Archive for April, 2010

empty chairs

April 30th, 2010

Since my brother’s death a few months ago, I’ve been noticing the image of empty chairs more and more.  Empty chairs at the dinner table, empty chairs at my meetings, empty chairs in my groups.  Sometimes they are temporarily vacant and other times it’s a permanent absence, but either way, it’s change.  The song Everything Must Change points out that change is inevitable but it’s not always easy. Sometimes we choose to initiate change and sometimes it’s forced upon us.  Either way it shifts the balance of our lives all the time, and it’s an opportunity and a challenge to navigate the shifting waters and learn to be with the change rather than resist it.  As Eastern philosophy tells us, What we resist, persists.

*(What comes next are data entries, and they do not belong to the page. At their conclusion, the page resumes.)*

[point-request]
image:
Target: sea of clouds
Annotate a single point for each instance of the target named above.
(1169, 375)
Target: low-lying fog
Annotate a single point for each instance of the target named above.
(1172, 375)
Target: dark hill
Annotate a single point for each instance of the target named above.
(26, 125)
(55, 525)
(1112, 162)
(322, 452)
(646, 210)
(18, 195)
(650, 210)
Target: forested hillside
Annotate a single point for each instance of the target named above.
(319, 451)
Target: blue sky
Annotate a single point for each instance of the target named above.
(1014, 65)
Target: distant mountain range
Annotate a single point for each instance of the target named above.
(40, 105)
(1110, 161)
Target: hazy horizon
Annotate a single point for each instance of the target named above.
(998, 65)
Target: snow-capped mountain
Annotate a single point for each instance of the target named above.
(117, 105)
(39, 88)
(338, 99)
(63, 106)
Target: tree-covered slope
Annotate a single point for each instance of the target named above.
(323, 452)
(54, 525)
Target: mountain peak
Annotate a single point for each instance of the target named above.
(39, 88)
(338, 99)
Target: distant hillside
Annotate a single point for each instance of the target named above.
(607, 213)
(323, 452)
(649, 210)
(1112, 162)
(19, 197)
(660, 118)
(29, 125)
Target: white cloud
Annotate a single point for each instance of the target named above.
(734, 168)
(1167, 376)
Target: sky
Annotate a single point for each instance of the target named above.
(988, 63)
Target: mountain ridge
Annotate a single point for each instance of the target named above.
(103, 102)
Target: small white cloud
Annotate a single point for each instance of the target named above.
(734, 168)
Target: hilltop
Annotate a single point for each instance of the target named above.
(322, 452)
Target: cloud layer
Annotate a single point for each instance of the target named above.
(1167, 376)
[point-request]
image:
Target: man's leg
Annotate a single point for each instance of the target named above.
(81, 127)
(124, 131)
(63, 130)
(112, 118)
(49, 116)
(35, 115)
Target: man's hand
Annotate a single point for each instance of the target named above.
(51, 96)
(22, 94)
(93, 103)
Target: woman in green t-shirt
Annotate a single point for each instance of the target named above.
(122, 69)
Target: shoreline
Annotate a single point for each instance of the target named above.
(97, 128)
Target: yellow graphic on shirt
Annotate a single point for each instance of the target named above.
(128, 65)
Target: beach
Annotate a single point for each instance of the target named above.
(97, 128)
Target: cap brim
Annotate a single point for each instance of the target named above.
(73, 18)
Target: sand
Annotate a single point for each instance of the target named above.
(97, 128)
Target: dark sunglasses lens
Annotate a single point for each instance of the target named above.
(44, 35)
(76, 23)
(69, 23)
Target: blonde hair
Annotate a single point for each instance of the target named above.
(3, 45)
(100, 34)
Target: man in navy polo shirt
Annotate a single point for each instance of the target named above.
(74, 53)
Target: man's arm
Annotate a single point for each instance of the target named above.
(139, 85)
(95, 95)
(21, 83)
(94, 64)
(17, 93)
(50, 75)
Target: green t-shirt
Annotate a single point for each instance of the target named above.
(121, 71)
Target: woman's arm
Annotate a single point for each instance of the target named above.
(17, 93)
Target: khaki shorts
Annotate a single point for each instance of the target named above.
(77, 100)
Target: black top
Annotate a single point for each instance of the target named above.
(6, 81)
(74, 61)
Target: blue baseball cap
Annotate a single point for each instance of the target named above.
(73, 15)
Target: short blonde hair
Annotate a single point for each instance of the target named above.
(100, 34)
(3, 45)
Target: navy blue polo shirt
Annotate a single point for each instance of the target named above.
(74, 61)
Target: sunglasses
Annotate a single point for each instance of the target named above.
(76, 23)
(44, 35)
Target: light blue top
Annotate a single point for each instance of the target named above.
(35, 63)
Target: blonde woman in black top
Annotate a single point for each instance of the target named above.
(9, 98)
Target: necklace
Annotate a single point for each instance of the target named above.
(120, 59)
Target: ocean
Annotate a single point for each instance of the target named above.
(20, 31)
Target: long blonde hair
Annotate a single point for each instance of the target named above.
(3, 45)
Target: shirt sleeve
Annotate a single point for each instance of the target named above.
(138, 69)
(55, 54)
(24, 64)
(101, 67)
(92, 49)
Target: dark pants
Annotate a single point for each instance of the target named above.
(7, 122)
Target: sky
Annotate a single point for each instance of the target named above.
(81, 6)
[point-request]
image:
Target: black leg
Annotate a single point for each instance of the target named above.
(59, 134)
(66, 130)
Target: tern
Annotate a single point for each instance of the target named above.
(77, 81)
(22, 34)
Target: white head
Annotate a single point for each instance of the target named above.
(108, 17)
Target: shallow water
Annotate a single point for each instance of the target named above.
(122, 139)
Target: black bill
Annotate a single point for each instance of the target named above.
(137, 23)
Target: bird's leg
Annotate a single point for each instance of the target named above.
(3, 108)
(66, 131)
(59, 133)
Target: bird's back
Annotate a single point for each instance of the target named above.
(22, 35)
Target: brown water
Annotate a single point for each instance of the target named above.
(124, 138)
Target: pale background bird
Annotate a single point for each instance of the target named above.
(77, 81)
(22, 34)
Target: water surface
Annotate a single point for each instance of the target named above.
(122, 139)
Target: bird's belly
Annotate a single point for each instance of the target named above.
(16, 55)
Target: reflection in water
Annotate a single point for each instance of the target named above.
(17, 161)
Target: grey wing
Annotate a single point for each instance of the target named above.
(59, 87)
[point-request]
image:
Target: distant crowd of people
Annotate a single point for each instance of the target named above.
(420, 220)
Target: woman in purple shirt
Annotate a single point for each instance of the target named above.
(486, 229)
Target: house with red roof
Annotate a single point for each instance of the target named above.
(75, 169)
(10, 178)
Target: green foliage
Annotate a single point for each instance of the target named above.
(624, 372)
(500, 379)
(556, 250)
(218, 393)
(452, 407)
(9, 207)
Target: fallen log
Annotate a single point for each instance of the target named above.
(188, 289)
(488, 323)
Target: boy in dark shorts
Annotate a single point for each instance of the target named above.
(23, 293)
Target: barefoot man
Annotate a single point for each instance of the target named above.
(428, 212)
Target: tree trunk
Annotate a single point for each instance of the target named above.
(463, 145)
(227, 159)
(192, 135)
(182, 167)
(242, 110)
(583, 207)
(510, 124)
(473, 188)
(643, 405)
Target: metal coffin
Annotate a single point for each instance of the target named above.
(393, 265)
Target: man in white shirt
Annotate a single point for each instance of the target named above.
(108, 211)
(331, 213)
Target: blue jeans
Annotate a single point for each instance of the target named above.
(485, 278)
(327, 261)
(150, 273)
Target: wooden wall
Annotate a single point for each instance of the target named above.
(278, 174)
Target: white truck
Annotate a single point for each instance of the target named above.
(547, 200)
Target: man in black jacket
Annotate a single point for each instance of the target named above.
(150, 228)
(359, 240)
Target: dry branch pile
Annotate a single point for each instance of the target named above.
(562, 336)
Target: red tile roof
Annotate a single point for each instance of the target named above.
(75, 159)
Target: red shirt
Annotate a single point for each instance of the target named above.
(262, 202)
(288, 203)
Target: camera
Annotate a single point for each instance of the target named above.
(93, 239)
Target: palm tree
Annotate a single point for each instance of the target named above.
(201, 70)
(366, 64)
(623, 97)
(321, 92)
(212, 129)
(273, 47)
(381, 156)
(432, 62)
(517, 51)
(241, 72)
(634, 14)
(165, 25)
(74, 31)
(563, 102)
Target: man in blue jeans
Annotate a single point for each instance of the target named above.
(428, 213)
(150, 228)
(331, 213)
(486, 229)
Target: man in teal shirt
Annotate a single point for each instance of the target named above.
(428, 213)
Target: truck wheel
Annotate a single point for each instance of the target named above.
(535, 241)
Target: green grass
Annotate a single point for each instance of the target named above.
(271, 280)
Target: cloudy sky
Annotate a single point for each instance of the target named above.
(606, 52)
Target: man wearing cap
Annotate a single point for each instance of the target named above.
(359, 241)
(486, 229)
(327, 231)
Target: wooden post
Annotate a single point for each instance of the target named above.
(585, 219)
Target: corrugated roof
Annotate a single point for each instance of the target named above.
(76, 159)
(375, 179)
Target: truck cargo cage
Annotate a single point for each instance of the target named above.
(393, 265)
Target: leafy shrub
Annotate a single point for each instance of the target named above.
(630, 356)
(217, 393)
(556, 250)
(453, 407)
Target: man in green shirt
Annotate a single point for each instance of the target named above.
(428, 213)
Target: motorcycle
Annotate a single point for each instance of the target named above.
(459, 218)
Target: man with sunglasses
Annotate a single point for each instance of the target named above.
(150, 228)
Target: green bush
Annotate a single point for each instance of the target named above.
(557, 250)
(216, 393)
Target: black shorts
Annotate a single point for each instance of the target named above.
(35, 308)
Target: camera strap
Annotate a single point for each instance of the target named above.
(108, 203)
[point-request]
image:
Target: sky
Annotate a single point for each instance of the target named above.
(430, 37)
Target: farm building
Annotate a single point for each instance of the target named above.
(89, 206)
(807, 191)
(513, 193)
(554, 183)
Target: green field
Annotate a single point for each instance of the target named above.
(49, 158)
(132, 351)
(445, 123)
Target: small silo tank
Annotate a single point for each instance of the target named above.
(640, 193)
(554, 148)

Making peace with change in our lives while processing the impact on us will help transitions go by more gracefully and effortlessly.

lessons from tiger

April 10th, 2010

It seems that the media continues to have a frenzy around the life of Tiger Woods and his family which not only seems to be incredibly disrespectful of their privacy but counterproductive to his recovery.  Whether or not he learns from his mistakes is besides the point, but whether or not America learns from recent celebrity examples remains to be seen.

What are the lessons to be learned?  First off, the main point is that it really isn’t about the sex.  Yes–the sexual choices were in exceptionally poor judgment, but it’s really not about the sex. It’s about a man (or millions of people who become sexually compulsive) dealing with their emptiness and looking for contact in all the wrong places.  It’s about a lifetime of dormant broken-heartedness manifesting in these self-destructive ways on the world stage.

If one lesson can be taken from this international display of pain, I hope it will be compassion for one another.  Whether this comes in small ways or larger ways, it’s an opportunity for knowledge and growth that can only come from such a public display of narcissism and woundedness.